The Breakfast Table

Revolution Alert

The northern-supplies story is the perennial miracle. In Soviet times, the conquest of the Far North was the pride of the country. The annual campaign to deliver goods and food to the North–especially those gold-mining regions that can only be reached by water a couple of months out of the year–actually resulted in a higher standard of living for the people there: The stores were stocked, the prices were the same as in the rest of the country, while the salaries were twice as big. A big reason to move to the gold-mining and diamond-mining regions was the opportunity to save up for an early retirement on the mainland. Now the situation is reversed: Salaries are lower, if they are paid at all, food prices triple those on the mainland, and there is no way to get out. Last year on Chukotka I saw an ad posted on a lamp post: “Will trade two-room apartment for one-way ticket to Moscow.” Every year officials abort the launch of the Northern delivery campaign, and every year, miraculously, people survive.
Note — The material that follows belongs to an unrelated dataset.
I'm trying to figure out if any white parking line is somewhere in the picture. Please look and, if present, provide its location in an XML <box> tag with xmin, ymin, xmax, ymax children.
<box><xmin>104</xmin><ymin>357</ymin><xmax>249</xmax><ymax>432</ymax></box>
Shuttle traders bring food from Moscow, Japan or Alaska in their luggage–hence the incredibly inflated prices. Anyway, this year, if the Far North really goes to hell, it’s likely no one in the capital will find out: Moscow journalists certainly won’t have the money to travel to the story.

I agree, there is nothing quite so heart-breaking as the tragedy that doesn’t make a sound. This is how the railroad sit-in was pioneered here, by the way. About a year and a half ago, a group of miners in the Siberian region of Kemerovo protested the non-payment of salaries by refusing to come out of the mine. This meant work at the mine stopped–a new shift can’t go on until the last one has left–and the miners were living underground with minimal sustenance. After two weeks, no one had paid attention. The miners started discussing turning their strike into a hunger strike–still underground–and this was veering close to a group suicide. Then a local representative of Zhirinovsky’s party came down and talked them into going to block the railroad. They finally agreed, and a few hours later received their pay right there on the tracks. This past summer, this railroad-blocking action was copied by miners around the country. Government ministers traveled to the protests, signed agreements, failed to carry through–and, more important, failed to communicate with the miners again. More than 97 years into this century, the Russian government still can’t fathom that it is the failure to communicate–with the citizens or, say, the creditors–that leads to uprisings and revolutions. We are stuck in the endless Marxian loop of tragedy and farce.

Well, I wanted to make sure I got all of that in before I sign off. It’s been therapeutic. Enjoy your Emma Gerstein memoirs: It sounds like, just like me, you find them equally repulsive and irresistible. Maybe we could dissect them for Slate’s book-reading dialogues one of these days; then again, maybe something better-known out of the dark Russian past would be better.